Bapji explained the connection: "The first wife of the Maharajah of Jaipur was the sister of my grandfather. The deal was that his niece would also marry. So aunt and daughter" — that is, the sister and her daughter, I guessed—"were both married to the same man. The aunt was eight or nine years older than he was — you see, he was only fifteen."

I was somewhat lost in this explanation, and not sure of the dates, but it was so steamy in its complexity it didn't matter. I urged him to go on.

"His British guardian wouldn't let them cohabit. She came out of the bedroom in a huff. 'What's the point of being married if I can't sleep in there? Ha-ha!"

He got up and stretched, and we walked to the wide pink balcony that overlooked the palace gardens, a white marble pavilion shimmering in the distance on the green lawn. He said, "I was born in this palace.
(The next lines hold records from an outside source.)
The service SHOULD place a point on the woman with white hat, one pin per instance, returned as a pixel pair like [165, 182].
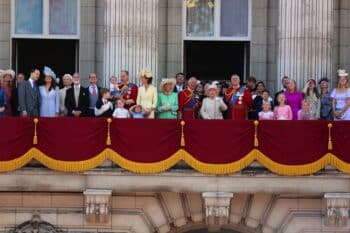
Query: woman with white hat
[212, 106]
[167, 105]
[341, 97]
[49, 95]
[7, 79]
[67, 83]
[147, 95]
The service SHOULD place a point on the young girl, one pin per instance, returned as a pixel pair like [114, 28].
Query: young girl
[136, 112]
[283, 111]
[120, 111]
[266, 113]
[104, 107]
[305, 113]
[113, 86]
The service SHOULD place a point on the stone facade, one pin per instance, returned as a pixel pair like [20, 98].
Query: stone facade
[268, 45]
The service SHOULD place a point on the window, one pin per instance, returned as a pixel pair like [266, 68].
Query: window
[46, 19]
[217, 20]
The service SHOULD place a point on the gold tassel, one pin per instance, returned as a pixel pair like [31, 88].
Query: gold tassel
[183, 123]
[35, 138]
[256, 140]
[109, 141]
[330, 143]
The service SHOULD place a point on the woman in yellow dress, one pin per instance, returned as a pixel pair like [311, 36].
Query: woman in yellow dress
[147, 95]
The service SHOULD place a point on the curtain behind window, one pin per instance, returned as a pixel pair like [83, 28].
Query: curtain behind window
[200, 18]
[63, 17]
[234, 18]
[29, 17]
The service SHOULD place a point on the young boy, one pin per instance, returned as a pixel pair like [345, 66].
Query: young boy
[120, 110]
[136, 112]
[104, 107]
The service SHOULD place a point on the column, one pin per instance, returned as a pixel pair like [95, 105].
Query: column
[337, 209]
[217, 207]
[131, 37]
[97, 205]
[305, 39]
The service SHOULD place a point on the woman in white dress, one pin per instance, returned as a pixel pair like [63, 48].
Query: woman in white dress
[212, 106]
[49, 95]
[147, 95]
[67, 83]
[341, 97]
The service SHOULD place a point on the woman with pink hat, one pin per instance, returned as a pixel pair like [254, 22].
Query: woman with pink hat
[7, 78]
[341, 97]
[212, 106]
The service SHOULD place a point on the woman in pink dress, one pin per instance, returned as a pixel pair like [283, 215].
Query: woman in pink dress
[283, 111]
[294, 98]
[7, 78]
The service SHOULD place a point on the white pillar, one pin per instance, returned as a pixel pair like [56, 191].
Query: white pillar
[217, 207]
[97, 205]
[305, 39]
[337, 209]
[131, 37]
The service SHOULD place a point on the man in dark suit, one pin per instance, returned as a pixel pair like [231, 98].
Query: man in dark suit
[14, 95]
[77, 99]
[29, 96]
[180, 83]
[284, 83]
[94, 94]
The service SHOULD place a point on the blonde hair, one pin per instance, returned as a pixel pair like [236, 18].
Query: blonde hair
[347, 81]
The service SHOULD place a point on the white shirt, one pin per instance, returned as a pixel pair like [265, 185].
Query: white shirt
[121, 113]
[31, 82]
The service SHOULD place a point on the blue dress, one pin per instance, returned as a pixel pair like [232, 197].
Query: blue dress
[50, 102]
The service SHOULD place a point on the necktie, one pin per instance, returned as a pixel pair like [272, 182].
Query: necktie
[76, 95]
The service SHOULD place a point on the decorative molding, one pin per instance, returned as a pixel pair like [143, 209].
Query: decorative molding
[306, 37]
[36, 225]
[217, 207]
[337, 209]
[131, 37]
[97, 205]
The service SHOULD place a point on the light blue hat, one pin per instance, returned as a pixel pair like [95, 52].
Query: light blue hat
[49, 72]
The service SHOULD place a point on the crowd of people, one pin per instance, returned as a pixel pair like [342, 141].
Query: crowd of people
[175, 98]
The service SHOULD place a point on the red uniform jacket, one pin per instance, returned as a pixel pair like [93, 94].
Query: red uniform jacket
[188, 105]
[239, 109]
[129, 94]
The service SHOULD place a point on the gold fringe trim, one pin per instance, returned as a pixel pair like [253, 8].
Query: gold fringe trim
[109, 141]
[182, 143]
[35, 137]
[256, 140]
[330, 143]
[181, 155]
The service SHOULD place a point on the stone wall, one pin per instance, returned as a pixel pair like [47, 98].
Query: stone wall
[5, 33]
[169, 212]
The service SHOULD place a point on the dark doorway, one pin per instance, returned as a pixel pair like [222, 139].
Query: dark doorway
[60, 55]
[216, 60]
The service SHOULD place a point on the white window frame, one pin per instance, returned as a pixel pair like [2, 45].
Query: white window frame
[217, 25]
[46, 21]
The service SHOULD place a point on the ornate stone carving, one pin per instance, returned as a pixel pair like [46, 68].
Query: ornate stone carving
[337, 209]
[97, 205]
[36, 225]
[217, 207]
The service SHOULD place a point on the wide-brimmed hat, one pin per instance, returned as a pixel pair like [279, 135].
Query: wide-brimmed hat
[49, 72]
[164, 81]
[146, 73]
[10, 72]
[324, 79]
[212, 87]
[342, 73]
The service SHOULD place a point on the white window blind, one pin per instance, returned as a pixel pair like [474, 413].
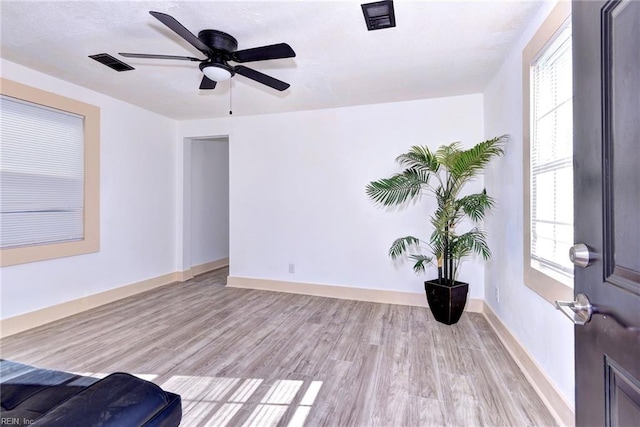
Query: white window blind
[42, 174]
[552, 157]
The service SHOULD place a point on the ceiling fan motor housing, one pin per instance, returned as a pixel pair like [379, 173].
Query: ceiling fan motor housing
[218, 40]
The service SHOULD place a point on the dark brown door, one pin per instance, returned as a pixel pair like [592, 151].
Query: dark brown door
[606, 60]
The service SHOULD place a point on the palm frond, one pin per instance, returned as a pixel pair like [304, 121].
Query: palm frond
[471, 162]
[419, 157]
[420, 261]
[475, 206]
[401, 245]
[471, 241]
[397, 189]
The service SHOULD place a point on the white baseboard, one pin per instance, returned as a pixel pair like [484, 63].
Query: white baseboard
[22, 322]
[183, 276]
[341, 292]
[552, 398]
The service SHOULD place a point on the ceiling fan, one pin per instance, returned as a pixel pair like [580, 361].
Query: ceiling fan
[220, 48]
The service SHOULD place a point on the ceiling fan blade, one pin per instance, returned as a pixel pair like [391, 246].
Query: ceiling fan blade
[152, 56]
[274, 51]
[180, 30]
[207, 83]
[261, 78]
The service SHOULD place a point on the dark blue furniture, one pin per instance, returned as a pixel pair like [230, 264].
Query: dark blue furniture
[43, 397]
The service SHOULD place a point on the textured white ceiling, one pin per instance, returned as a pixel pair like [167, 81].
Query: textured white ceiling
[438, 48]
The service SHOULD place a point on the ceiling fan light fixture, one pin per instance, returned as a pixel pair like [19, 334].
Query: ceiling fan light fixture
[379, 15]
[217, 72]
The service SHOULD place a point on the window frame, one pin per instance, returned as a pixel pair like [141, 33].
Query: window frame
[91, 220]
[545, 285]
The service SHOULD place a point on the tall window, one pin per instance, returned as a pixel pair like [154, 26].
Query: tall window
[49, 175]
[548, 157]
[42, 173]
[552, 157]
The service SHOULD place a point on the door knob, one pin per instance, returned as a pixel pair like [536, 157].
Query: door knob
[580, 255]
[579, 311]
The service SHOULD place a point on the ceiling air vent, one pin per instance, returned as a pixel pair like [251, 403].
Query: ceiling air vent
[111, 62]
[379, 15]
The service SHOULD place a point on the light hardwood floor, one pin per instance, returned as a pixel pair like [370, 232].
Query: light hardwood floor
[256, 358]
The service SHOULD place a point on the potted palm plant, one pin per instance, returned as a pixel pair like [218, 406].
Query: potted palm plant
[443, 174]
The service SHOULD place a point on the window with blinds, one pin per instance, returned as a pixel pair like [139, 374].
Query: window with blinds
[551, 157]
[42, 174]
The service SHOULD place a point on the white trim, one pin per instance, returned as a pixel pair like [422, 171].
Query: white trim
[209, 266]
[33, 319]
[183, 276]
[22, 322]
[554, 400]
[341, 292]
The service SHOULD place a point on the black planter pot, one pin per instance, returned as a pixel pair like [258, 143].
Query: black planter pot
[446, 302]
This was my only home. How old are you?"

I told him.

"You look younger than me," he said.

But then his life had been somewhat more eventful than mine, not just his glorious birth as a descendant of Lord Rama, the relentless rituals, the goat sacrifices, and the prophetic assumption of his mother, the reigning maharani: "You must be a warrior." But his becoming a maharajah at the age of four, after his father, just twenty-eight, died in an air crash. His princely world of privilege had been turned upside down by Mrs. Gandhi. Still in his twenties, he'd been a diplomat, the Indian high commissioner to Trinidad. And there was his son's tragic accident, something else to age him.

As if that weren't commotion enough, there was an unstable younger brother — illegitimate and vindictive — who made several attempts to behead Bapji. On one occasion, the filmmaker Ismail Merchant, who had made a movie at the palace, was present, and watched horrified as the crazed brother blundered into a dinner party and swiped at the guests with a sword. Ultimately, Merchant reported, this mad, disinherited brother was himself beheaded and cut to pieces. All this Babji seemed to bear with equanimity.

"Maybe I should do yoga," Bapji said, clutching his belly through his kurta.

"How did you like diplomatic life?"

"I enjoyed it. I got on very well with the Indians in Trinidad. They were keeping the balance, and so was I. It was like walking a tightrope. But I told them that I was not their high commissioner. They were Trinidadians, weren't they? I made it plain to them that I was not batting on their side."

Probably it was the cricket match on television that brought back the memory and the metaphor.

"My predecessor was an old Muslim gentleman who wrote a memo to the effect that he wanted to ban cricket tours between India and Trinidad because they aroused strong emotions." He laughed recalling it. "A black Trinidadian came to me and said, 'We want cricket tours! We want to see Gavaskar!'" — a great batsman. "'What happens among us is our problem!'"

Bapji broke off to watch the end of the cricket match, and when it was clear that India could not be beaten, he talked about the military tradition of his state. Celebrated in India, but unsung heroes everywhere else, the Indian army had been heroic in both world wars. Bapji explained that in a decisive battle in September 1918, the Royal Jodhpur Lancers led the charge into Haifa with the Hyderabad and Mysore mounted lancers on their flanks, surprising and defeating the German-Turkish army dug in on Mount Carmel.

"They charged straight into machine guns. Uphill — great horsemanship, great valor. Dalpat Singh led the charge and died in the action." Bapji was gesturing again. "Straight across, into the fire. Of course, many died, but they killed four hundred men and took Haifa. They were very brave."

He was looking out the window at the expanse of green lawn behind Umaid Bhawan. He straightened and twisted the ends of his mustache.

"My people have courage." He nodded. "Heroes."

He asked how long I would be staying. I said that I was going to leave for the station soon and I'd be on the train that night.

"You'll see my grandfather there."

He was not being enigmatic. He meant the equestrian statue of Umaid Singh in front of the Jodhpur railway station.